Mit seinem YouTube-Kanal nutzt auch Jobatey diese vielfältigen Möglichkeiten. Vor Jahren hatte er die Idee: „Lass uns doch mal eine Sendung machen, wo es um Politik geht, aber das Wort Politik nicht vorkommt.” Das Ziel: Menschen für politische Themen interessieren, die normalerweise beim Wort Politik direkt abschalten. Sein Produzent fand die Idee „beknackt”, Jobatey suchte sich einen Sponsor – und setzte das Projekt eigenständig auf YouTube um.

Jobatey schaut nicht auf die goldenen Zeiten des Journalismus zurück, er meint: Wir stecken mittendrin! Die Berufschancen für Journalistinnen und Journalisten seien so gut wie nie – zumindest für die meisten. Der Journalismus habe sich verändert. Wer dem gegenüber offen ist, habe goldene Möglichkeiten: „Bist du jemand, der sich auf die neuen Sachen einlässt, kannst du dir aussuchen, wo du arbeitest.” Alle seien auf der Suche nach Journalistinnen und Journalisten, überall werde abgeworben. „Es redet nur keiner drüber. Wir sagen alle: Gott, geht es uns schlecht.”

Zwischen Fettpolstern und Existenzängsten

Eine Rednerin aus dem Publikum zweifelt dies an. Schwindende Reichweite und sinkende Verkaufszahlen der traditionellen Medien seien nicht wegzureden. Viele Journalistinnen und Journalisten klassischer Medien hätten Angst davor, ihre Stellen zu verlieren.

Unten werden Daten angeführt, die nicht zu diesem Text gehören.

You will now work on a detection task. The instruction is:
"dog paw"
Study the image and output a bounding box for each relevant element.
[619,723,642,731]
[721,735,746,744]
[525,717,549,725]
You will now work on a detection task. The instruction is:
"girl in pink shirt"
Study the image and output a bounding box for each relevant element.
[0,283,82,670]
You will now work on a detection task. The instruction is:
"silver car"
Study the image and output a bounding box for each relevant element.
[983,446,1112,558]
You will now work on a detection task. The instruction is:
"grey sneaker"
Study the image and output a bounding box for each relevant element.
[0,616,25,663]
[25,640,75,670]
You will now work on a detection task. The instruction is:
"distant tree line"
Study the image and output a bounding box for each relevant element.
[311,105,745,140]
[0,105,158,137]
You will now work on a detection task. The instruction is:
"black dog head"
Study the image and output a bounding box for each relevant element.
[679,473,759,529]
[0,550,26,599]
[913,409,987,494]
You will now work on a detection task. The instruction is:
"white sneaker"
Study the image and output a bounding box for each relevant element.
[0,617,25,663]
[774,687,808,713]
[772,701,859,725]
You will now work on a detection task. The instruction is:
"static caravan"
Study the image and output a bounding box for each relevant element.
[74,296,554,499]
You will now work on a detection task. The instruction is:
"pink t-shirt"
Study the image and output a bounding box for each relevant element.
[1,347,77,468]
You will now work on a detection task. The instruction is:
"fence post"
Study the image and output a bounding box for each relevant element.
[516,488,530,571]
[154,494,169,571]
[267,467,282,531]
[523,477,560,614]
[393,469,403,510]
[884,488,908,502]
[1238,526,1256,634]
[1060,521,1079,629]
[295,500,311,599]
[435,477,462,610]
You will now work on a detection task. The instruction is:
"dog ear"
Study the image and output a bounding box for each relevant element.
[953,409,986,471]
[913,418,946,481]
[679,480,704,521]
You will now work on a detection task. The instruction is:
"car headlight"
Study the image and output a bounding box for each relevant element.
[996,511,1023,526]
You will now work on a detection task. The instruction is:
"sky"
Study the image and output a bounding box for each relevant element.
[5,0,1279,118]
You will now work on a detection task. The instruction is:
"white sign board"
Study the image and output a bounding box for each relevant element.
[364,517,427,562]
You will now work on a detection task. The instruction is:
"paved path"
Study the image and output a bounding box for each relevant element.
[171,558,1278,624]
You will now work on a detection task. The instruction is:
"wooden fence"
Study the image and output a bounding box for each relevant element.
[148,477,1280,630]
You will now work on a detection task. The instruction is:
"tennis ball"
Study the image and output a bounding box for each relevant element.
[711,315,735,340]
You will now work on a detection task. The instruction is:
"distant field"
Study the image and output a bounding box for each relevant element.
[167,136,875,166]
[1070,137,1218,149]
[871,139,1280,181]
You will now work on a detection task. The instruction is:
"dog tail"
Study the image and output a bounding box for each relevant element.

Auch Hoffjann meldet Zweifel an. Zwar werde der klassische Journalismus durch neue Formen herausgefordert, im positiven Sinne unter Druck gesetzt und inspiriert. Aber: „Man muss auch ganz klar sagen, ökonomisch gesehen waren das damals die guten alten Zeiten.” Ein Bild, das sich auch bei den Bloggerinnen und Bloggern aus der Befragung abzeichnet. Denen, die sich dem Wandel nicht verschließen, die ja regelrecht Treiber des Wandels sind, laut Jobatey also aktuell profitieren

müssten. „Die materielle Situation der Blogger ist nicht gut. Es gibt nur wenige, die das hauptberuflich machen und davon leben können”, berichtet Hoffjann. 70, 80 Stunden für ein paar hundert Euro, „das ist Selbstausbeutung, das kriegen vielleicht gerade noch so Studierende hin”. Er meint auch: Es ginge doch gar nicht mehr um Fettpolster – sondern zum Teil tatsächlich um die blanke Existenz.

Und nun? Zwei gegensätzliche Meinungen treffen an diesem Abend aufeinander: große Sorge auf der einen und ebenso große Zuversicht auf der anderen Seite der Diskussion. Wie es tatsächlich um den Journalismus steht, lässt sich nicht abschließend beantworten. Versöhnliche Nachrichten hält am Ende jedoch die Studie von Hoffjann und Haidukiewicz für die Gäste bereit: Bezüglich ihres Rollenselbstbildes, Qualitätsanspruchs und ihrer Einstellungen zu PR und Schleichwerbung weisen Bloggerinnen und Journalisten wenige bis gar keine Unterschiede auf – und sind sich trotz Sticheleien scheinbar doch ähnlicher als zunächst gedacht.